Tips and tricks to prepare for your first podcast interview.

Over the past 2 months, I’ve joined in as a guest and as a host on various podcasts. It’s been an exciting learning experience and I wanted to share some of my tips for podcast guests that may help you if you’re getting prepped for your first recording.

  • Quiet Space: Make sure there’s not a lot of background noise. Try to be indoors and in a quiet space. This of course can be difficult but if noise does occur, some Podcast editors can cut it out. Your best bet is to repeat what you were saying so that if they can’t cut out the noise, they’ll still be able to include that portion of the recording.
  • Equipment: You truly don’t need all the fancy microphones/setup to be a podcast guest. Headphones with microphone work best. Try to find a set that has a microphone close to your mouth and that’s adjustable.
  • Snooze Notifications: Try to turn off computer alerts, your phone buzz/ring, or any other items that may ‘go off’ unexpectedly. My Slack and email alerts were a constant distraction during my first recording. Lesson learned.

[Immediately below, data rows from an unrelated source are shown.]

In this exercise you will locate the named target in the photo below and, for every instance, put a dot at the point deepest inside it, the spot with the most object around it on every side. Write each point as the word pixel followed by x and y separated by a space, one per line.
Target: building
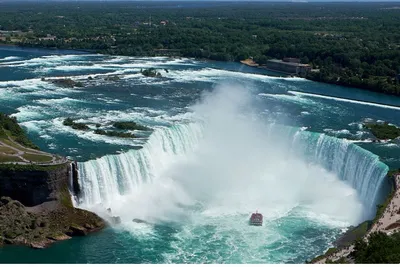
pixel 288 65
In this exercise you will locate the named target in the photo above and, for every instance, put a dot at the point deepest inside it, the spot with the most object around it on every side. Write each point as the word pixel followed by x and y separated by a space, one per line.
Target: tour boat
pixel 256 219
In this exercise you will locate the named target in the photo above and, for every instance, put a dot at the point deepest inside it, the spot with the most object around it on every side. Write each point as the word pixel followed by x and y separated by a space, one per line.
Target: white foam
pixel 11 58
pixel 343 100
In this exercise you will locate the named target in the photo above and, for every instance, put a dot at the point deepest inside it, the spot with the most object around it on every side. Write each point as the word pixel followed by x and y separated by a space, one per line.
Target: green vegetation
pixel 351 44
pixel 383 130
pixel 381 248
pixel 118 125
pixel 151 73
pixel 77 126
pixel 37 158
pixel 8 158
pixel 128 125
pixel 354 235
pixel 114 133
pixel 9 127
pixel 30 167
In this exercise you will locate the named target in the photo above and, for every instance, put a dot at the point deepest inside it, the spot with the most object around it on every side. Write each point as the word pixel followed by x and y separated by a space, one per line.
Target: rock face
pixel 33 187
pixel 36 208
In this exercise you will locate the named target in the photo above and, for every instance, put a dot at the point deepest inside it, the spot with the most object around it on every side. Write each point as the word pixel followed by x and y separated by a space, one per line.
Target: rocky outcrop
pixel 33 187
pixel 36 208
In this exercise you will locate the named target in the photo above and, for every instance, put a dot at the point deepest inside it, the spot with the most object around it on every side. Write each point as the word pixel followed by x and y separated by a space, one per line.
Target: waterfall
pixel 105 179
pixel 358 167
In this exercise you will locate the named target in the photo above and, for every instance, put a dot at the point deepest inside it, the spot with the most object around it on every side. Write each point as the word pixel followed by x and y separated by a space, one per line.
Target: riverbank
pixel 387 222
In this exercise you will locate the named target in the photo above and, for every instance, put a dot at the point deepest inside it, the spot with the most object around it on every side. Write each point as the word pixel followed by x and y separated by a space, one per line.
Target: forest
pixel 351 44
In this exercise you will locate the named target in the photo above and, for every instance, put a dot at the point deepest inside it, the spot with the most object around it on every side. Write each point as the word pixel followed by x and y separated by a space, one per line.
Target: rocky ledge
pixel 49 218
pixel 42 225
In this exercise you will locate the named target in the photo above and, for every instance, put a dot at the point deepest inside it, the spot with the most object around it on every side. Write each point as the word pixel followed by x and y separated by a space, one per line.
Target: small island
pixel 68 83
pixel 152 72
pixel 130 125
pixel 74 125
pixel 120 127
pixel 383 131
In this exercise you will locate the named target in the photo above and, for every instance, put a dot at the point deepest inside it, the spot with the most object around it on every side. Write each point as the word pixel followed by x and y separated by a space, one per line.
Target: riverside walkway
pixel 13 153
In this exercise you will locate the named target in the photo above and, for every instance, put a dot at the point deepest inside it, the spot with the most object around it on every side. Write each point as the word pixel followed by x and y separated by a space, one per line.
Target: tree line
pixel 352 44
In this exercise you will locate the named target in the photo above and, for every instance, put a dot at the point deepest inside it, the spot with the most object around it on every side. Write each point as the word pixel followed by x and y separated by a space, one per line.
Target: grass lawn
pixel 7 150
pixel 37 158
pixel 8 158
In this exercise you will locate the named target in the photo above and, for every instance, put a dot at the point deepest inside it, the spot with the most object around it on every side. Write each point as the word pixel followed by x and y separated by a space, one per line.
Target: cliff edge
pixel 36 208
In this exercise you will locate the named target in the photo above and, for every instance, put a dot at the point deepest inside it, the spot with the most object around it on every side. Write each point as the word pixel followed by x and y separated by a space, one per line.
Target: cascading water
pixel 245 150
pixel 105 179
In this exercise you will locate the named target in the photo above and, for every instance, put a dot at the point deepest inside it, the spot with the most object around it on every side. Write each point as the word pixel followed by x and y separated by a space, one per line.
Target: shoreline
pixel 388 222
pixel 245 62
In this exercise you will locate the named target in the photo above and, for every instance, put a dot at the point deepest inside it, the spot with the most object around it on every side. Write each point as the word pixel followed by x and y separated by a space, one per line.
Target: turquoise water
pixel 200 214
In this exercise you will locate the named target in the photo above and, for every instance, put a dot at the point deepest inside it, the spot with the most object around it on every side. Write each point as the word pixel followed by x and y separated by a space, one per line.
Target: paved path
pixel 21 150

  • Answer Prep: Ask your host for a list of potential questions. Do your best to prep to answer the questions but know that they may go off on a tangent to elaborate on something you’ve said. That’s ok! I often spend some prep-time (15 mins) answering the questions with bullet points so that I know what specific items I want to mention during the podcast. Don’t over do it. There really are no wrong answers.

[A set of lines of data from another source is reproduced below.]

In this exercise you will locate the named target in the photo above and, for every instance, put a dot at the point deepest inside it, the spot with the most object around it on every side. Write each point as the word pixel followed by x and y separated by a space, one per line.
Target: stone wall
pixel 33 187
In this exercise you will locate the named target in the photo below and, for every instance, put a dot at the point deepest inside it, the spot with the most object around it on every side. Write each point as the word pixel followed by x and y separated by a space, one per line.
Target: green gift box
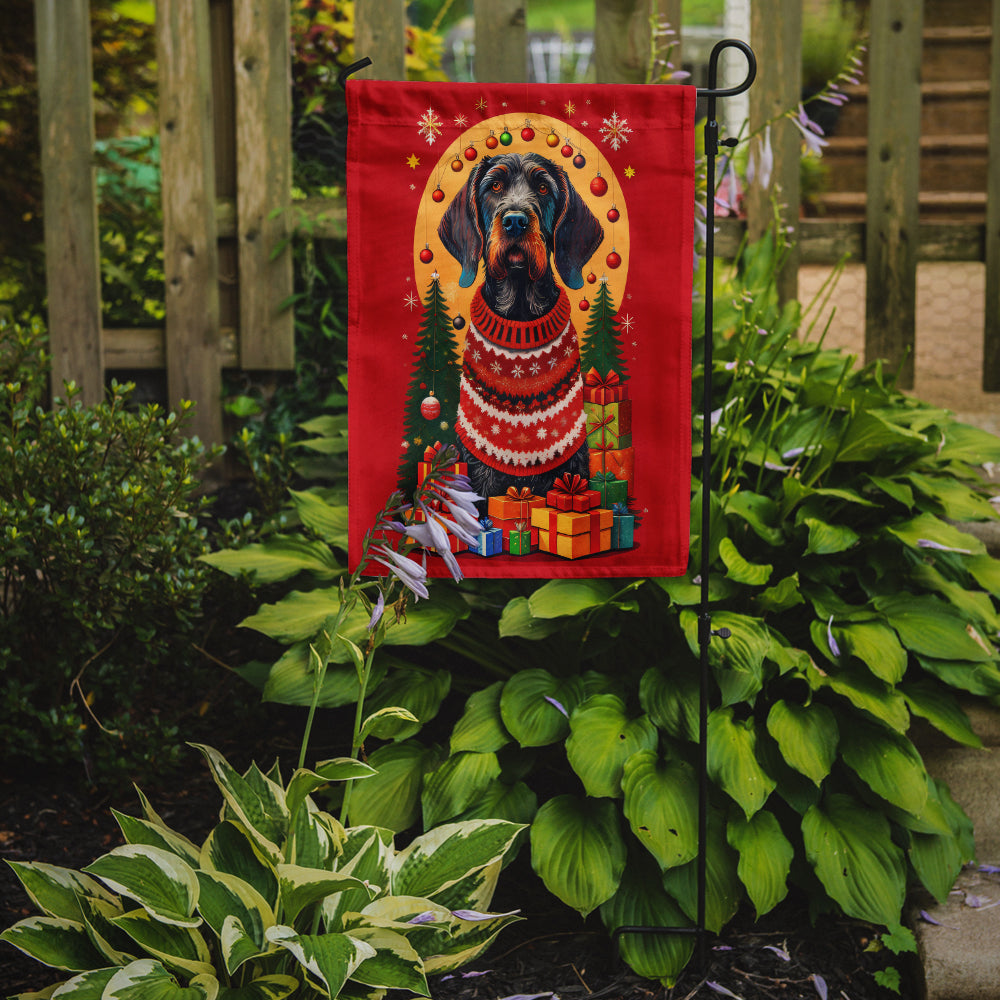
pixel 612 489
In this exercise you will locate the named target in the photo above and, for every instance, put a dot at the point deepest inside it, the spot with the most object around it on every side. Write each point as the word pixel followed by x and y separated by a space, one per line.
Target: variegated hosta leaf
pixel 395 964
pixel 301 887
pixel 177 947
pixel 230 849
pixel 441 857
pixel 578 851
pixel 850 847
pixel 732 760
pixel 642 902
pixel 807 736
pixel 54 941
pixel 602 737
pixel 159 881
pixel 329 959
pixel 256 801
pixel 661 799
pixel 56 891
pixel 765 858
pixel 149 980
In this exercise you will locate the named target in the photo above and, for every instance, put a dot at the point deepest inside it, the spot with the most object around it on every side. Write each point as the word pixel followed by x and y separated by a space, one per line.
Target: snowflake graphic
pixel 430 126
pixel 615 130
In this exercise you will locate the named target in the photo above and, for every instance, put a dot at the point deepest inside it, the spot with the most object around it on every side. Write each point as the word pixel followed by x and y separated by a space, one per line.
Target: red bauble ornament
pixel 430 407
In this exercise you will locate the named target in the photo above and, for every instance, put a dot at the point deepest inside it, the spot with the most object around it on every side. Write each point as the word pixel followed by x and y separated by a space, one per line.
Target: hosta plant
pixel 279 900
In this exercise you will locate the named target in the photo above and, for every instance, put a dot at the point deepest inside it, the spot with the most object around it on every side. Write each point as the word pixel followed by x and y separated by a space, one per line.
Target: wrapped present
pixel 572 534
pixel 609 425
pixel 598 388
pixel 622 526
pixel 514 505
pixel 612 490
pixel 489 541
pixel 571 493
pixel 620 462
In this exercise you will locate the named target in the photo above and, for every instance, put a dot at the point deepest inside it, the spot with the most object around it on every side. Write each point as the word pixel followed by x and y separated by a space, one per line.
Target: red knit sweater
pixel 521 403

  • Stumbles: If you get tongue tied or something just didn’t sound right during the talk, it’s ok to stop, go back and repeat yourself. It’s actually helpful to the editor if you pause a bit before you repeat yourself. Try not to summarize when you repeat yourself. It loses authenticity and sometimes the context is missed by the listener.
  • Um’s and Ah’s: Filler words get the best of many of us. I notice it more when editing a podcast than I do when listening to one. My only tip here is to try to be conscious of your filler words and instead of saying them, pause. This again can be edited. Um’s and Ah’s are natural to most of us.

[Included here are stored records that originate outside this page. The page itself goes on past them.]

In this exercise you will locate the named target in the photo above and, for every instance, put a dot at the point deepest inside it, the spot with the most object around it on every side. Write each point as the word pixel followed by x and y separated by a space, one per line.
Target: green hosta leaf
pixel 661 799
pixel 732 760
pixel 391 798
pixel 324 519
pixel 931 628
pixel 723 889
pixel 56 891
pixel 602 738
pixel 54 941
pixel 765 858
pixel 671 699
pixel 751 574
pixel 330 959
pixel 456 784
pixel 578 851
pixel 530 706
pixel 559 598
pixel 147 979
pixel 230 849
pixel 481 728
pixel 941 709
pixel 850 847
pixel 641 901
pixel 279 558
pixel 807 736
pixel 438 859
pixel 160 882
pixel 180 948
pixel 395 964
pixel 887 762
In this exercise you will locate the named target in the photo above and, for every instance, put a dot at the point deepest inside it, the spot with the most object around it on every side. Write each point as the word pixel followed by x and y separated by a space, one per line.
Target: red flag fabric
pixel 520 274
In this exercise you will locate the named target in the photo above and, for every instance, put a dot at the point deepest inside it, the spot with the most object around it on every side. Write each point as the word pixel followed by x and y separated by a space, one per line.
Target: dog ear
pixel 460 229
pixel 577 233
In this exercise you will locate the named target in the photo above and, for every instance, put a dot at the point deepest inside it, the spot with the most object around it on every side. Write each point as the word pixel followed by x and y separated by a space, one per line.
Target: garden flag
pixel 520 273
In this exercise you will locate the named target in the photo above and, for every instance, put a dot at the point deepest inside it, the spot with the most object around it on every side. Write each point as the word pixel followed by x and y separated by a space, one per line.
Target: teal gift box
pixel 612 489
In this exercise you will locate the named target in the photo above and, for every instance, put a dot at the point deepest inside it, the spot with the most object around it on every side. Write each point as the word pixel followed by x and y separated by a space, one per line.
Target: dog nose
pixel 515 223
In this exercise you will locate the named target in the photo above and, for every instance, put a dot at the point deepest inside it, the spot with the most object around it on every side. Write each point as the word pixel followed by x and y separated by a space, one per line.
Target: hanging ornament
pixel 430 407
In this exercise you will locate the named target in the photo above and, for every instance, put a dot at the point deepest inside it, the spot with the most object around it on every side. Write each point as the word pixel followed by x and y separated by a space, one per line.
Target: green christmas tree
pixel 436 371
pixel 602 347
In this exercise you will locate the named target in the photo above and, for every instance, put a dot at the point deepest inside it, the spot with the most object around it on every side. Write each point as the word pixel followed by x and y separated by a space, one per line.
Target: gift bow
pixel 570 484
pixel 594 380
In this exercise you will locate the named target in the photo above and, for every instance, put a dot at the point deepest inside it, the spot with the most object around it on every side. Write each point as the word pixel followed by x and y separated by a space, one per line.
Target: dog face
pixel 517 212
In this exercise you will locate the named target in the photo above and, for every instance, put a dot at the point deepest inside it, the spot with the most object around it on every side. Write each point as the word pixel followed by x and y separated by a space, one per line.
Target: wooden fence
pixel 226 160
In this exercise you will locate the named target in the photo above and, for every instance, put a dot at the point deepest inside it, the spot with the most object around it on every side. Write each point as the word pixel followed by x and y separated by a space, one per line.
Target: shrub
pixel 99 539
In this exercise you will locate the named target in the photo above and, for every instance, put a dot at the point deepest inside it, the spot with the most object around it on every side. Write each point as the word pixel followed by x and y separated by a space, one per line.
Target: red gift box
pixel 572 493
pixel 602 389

  • Make Conversation: Many podcasts are structured as guest interviews. This allows the host to ask a question and the guest to respond. I’ve found that when you are the guest, you often just wait for the next question instead of helping the interviewer move to that next question. If you spend a minute answering a question, instead of just stopping at the end you can ask a question back to your interviewer. This allows for conversation to flow. Some good questions back are to your interviewer include: “What do you think, [name]?”, “That’s my experience with x, what is your experience [host]?”, “So, [host name], did that help clarify what I was saying?”

By no means is this a comprehensive list of podcast guest tips. Share your tips in the comments below and I’ll add to this article over time.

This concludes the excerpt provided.